Chris Kimble over at our Chart School points to our key Fibonacci levels on the major indexes and we’ll be watching those very closely as we wait for Dow 11,500 (was kind of like waiting for Godot last time – he never came!). Once we break 11,500 on the Dow, fundamentals are out the window (not that they’ve mattered much in the past month) and it’s all about the technicals once we move above these lines:
CLICK ON CHART TO ENLARGE
Nobody wants to miss out on the big rally as all the rubes are being herded under the big top to pay for the freak show that is the Global Marketplace. Ironically, Germany’s refusal to fund additional bailouts in the EU led to a strengthening of the Euro against the Dollar last night and the Euro tapped $1.34 this morning, up 5% from last week’s lows while the Dollar fell back to 79.65, a 0.5% drop from the open, which is usually good for a 1% boost to the markets. What we’re going to want to see as a proper show of strength in the markets is for the markets to begin ignoring the dollar and moving up on their own – something that hasn’t happened in over a month.

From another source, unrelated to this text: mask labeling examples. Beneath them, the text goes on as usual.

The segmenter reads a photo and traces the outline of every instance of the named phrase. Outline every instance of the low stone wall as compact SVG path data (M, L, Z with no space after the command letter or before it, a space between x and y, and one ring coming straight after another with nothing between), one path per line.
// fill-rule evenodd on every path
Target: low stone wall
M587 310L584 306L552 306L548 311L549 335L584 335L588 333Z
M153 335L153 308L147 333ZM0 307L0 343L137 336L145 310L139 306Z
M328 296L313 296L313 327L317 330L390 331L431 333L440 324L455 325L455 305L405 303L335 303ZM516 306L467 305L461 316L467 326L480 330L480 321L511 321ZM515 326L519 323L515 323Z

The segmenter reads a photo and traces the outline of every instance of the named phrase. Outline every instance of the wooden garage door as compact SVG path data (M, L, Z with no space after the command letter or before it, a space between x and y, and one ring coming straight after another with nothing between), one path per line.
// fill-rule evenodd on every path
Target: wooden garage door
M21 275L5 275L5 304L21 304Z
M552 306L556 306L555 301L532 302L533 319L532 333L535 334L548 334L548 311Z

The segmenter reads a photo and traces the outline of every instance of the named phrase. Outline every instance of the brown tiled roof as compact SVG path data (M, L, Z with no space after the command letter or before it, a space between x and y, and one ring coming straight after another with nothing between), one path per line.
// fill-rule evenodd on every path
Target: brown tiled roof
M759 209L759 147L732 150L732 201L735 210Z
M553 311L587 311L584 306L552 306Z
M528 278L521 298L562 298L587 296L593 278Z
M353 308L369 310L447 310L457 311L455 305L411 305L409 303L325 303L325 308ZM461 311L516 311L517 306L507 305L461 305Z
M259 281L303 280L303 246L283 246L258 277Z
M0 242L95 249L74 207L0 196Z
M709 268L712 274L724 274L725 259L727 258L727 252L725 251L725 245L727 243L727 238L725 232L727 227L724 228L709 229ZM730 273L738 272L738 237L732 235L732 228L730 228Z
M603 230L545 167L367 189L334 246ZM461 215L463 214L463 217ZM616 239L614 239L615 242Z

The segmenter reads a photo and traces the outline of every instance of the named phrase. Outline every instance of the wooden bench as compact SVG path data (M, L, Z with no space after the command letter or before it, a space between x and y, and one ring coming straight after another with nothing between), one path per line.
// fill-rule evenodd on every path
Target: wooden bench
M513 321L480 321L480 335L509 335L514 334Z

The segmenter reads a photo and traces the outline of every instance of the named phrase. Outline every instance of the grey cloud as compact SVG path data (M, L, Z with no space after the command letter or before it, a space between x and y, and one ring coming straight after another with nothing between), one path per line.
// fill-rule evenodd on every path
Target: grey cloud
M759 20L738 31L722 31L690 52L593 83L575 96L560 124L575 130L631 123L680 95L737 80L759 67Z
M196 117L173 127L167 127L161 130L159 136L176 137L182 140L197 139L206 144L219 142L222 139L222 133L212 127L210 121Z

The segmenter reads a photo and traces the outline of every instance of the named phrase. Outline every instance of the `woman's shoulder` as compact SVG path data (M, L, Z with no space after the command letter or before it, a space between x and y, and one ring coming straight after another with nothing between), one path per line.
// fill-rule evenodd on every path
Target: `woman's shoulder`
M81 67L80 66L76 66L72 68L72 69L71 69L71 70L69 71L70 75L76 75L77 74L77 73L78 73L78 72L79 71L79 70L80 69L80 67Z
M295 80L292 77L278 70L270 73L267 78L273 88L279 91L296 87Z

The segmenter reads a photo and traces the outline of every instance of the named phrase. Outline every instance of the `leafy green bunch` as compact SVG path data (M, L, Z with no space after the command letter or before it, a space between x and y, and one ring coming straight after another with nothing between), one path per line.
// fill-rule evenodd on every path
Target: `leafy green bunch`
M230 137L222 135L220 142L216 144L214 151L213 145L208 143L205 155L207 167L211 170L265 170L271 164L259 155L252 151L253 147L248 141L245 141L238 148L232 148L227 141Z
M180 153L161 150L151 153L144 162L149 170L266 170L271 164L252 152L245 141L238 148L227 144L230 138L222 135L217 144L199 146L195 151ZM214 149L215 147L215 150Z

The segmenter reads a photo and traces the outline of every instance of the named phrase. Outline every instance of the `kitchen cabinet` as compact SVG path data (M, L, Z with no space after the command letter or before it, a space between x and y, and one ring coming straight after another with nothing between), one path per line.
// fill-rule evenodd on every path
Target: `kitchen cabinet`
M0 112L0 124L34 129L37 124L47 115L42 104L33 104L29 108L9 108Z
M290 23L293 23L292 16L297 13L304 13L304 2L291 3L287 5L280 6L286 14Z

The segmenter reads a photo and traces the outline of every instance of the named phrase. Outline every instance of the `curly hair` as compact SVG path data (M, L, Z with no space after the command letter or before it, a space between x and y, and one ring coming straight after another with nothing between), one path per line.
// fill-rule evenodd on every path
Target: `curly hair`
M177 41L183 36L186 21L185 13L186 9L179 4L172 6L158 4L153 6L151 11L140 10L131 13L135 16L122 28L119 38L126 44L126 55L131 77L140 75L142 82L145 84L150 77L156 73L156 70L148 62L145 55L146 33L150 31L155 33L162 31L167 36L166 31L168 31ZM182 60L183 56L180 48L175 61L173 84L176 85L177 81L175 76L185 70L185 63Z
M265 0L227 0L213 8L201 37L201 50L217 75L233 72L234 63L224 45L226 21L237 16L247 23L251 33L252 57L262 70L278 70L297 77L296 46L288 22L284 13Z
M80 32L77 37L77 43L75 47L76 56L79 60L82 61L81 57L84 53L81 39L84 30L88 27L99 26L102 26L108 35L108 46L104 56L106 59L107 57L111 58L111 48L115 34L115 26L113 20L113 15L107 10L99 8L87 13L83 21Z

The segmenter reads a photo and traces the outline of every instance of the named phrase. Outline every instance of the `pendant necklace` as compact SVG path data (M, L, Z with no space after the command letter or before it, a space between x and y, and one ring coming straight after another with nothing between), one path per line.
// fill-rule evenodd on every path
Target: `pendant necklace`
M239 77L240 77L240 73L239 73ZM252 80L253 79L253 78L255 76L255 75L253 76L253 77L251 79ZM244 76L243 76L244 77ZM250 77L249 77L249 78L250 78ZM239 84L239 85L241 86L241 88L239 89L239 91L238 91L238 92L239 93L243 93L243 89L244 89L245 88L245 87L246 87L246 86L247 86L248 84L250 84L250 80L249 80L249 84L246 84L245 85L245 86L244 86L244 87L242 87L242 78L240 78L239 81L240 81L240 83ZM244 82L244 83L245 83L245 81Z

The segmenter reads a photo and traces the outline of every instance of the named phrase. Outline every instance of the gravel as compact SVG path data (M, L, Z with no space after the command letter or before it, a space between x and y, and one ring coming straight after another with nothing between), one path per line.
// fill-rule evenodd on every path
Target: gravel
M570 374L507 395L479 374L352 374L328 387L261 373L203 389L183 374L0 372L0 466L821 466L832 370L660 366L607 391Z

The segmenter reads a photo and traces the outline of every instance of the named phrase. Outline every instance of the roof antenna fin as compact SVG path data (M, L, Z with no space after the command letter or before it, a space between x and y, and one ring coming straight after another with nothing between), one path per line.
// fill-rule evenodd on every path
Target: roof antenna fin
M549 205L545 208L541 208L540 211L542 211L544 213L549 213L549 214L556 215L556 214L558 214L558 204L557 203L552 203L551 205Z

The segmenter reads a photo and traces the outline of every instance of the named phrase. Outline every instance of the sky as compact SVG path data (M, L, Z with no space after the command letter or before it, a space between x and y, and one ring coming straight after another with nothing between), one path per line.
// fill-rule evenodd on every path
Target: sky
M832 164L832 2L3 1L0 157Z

This whole house of cards could still come tumbling down if Ireland votes no today. According to Rupert’s Journal, Ireland is expected to pass and the markets are reacting accordingly. The Irish are not raising corporate taxes off their EU-low 12.5% level and are instead taxing people who make up to $25,000 20%, where before they were exempt. It’s a brave, new world… Ireland’s unemployment is (officially) 13.5% and the government is cutting back services severely too. We’ll see if this thing blows up down the road regardless:
Ireland’s main political parties agree on the urgent need to fix the country’s fiscal and banking problems. Yet even after Tuesday’s budget vote, it is unclear whether some of Mr. Cowen’s austerity measures will reach fruition given his feeble hold on power.
Facing calls to resign and a revolt from his own political allies, Mr. Cowen recently agreed to hold new elections next year after the government’s budget effort finishes. His ruling center-right Fianna Fail party is widely expected to suffer in next year’s elections, thanks to popularity ratings that are lower even than those of Sinn Fein, a party with only four seats in Ireland’s 166-seat Parliament.
If Ireland’s two main opposition parties, Fine Gael and Labour, take the reins as expected, they could push for changes in the country’s austerity drive. Fine Gael has vowed to overturn the government’s move to lower the minimum wage, while Labour politicians have sought higher taxes for the wealthy.
One last stab at making some bearish profits for us (see Morning Alert) but, overall, it looks like we’re going to have another up move in the markets unless Ireland surprises people with a rejection, so let’s crank up the tunes and PARTY like it’s 1999!